Deb Szaro, EPA’s New England Acting Regional Administrator

Deb Szaro, EPA’s New England Acting Regional Administrator

“Each of these companies stores oil in quantities that require plans to prevent spills and minimize damage from oil spills, so they need to have spill prevention plans that comply with federal clean water regulations,’’ said Deb Szaro, EPA’s New England acting regional administrator.

Companies that store oil must follow the laws designed to protect the public and the environment.’’





Federal oil spill prevention, control and countermeasure rules provide requirements for businesses that store oil and prevent oil discharges into nearby water resources. The rules require certain businesses to prepare, amend and implement oil spill prevention and response plans, which are part of the oil pollution prevention regulation requirements of the Clean Water Act.

Cases & Violations

These cases include the following:

GCA Logging

GCA Logging of Avon, Maine, on Sept. 20, 2018 agreed to pay a $4,000 penalty and to address violations of the Oil Pollution Prevention regulations of the Clean Water Act. In February 2018, a fuel delivery company over-filled an above-ground storage tank, causing a spill that resulted in oil discharging into a nearby stream that flows into the Sandy River. At the time of the spill, the facility did not have a required spill prevention, control and countermeasure plan. In a separate action, the Maine Department of Environmental Protection penalized both GCA Logging and the fuel delivery company for causing the oil spill.

Superior Fuel Oil Co.

Superior Fuel Oil Co. of Waterbury on Sept. 6, 2018, agreed to pay a $9,900 penalty and to address violations of federal oil pollution prevention regulations. During an inspection at the company, EPA saw that the facility did not have adequate spill containment for oil truck-loading racks and wasn’t fully implementing its oil spill prevention, control and countermeasure plan.

Academy Bus

Academy Bus of Bridgeport, Conn., on Aug. 13, 2018, agreed to pay a $4,700 penalty and address violations of the oil pollution prevention regulations. The state responded to an oil spill at the company and referred the facility to EPA. During an inspection at the company, EPA saw that the facility did not have an adequate oil spill prevention control and countermeasure plan. Academy Bus amended its plan and put in place measures to prevent future spills.

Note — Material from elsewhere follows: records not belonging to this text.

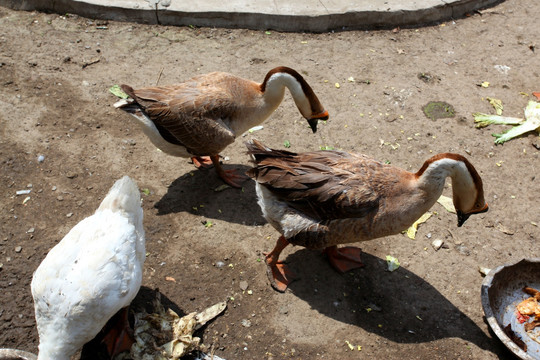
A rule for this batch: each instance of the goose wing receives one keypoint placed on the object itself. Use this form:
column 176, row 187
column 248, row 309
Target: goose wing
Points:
column 325, row 185
column 193, row 114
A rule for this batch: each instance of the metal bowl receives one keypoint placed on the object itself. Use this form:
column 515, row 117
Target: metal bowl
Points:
column 502, row 291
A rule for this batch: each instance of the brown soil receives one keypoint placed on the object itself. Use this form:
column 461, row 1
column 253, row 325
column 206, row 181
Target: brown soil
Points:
column 54, row 75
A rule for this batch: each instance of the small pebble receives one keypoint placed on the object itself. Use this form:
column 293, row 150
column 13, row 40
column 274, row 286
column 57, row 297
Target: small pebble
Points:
column 484, row 270
column 243, row 285
column 437, row 243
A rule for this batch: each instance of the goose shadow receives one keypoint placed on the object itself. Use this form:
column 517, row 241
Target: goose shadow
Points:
column 200, row 187
column 398, row 305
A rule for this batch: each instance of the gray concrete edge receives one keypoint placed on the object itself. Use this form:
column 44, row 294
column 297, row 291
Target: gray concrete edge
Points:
column 353, row 20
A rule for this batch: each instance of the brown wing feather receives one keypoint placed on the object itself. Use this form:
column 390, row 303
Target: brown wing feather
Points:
column 325, row 185
column 189, row 114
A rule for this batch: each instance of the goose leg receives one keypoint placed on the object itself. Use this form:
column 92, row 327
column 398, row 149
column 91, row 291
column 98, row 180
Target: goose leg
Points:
column 119, row 337
column 345, row 258
column 279, row 274
column 231, row 177
column 201, row 161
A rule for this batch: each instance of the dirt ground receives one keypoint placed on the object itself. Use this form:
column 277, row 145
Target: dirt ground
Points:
column 55, row 72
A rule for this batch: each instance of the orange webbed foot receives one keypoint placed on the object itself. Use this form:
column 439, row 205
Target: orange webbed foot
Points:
column 119, row 337
column 279, row 275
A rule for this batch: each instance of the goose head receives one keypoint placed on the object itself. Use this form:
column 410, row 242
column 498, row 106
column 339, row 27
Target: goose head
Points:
column 468, row 190
column 467, row 187
column 305, row 99
column 468, row 194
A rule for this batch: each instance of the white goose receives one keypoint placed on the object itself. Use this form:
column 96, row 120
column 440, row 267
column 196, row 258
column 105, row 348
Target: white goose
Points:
column 90, row 275
column 322, row 199
column 205, row 114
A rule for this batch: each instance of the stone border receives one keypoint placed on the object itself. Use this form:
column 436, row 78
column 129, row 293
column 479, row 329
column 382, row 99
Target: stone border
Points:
column 280, row 15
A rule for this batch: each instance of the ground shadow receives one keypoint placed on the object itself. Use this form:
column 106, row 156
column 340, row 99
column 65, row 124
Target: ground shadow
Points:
column 399, row 305
column 198, row 187
column 95, row 349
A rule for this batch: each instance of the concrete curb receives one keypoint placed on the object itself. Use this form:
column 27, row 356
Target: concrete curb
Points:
column 280, row 15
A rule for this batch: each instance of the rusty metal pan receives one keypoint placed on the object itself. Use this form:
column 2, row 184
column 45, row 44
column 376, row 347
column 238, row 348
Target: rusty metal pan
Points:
column 12, row 354
column 502, row 291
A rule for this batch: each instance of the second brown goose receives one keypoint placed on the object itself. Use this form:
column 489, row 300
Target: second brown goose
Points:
column 205, row 114
column 322, row 199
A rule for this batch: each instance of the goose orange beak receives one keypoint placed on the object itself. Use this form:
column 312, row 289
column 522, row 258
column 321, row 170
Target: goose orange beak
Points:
column 313, row 121
column 462, row 217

–  GBC Metals of Waterbury

GBC Metals of Waterbury, also known as Somers Thin Strip, agreed in June 2018 to pay a $6,100 penalty and to take measures to prevent future spills. In January, piping associated with an external valve on an oil cooling tower system at the facility failed, causing a release of about 5,790 gallons of oil from the system into a nearby storm drain. Between 625 and 650 gallons of oil was recovered from the Naugatuck River. The company responded promptly to the spill and did a cleanup, according to federal officials.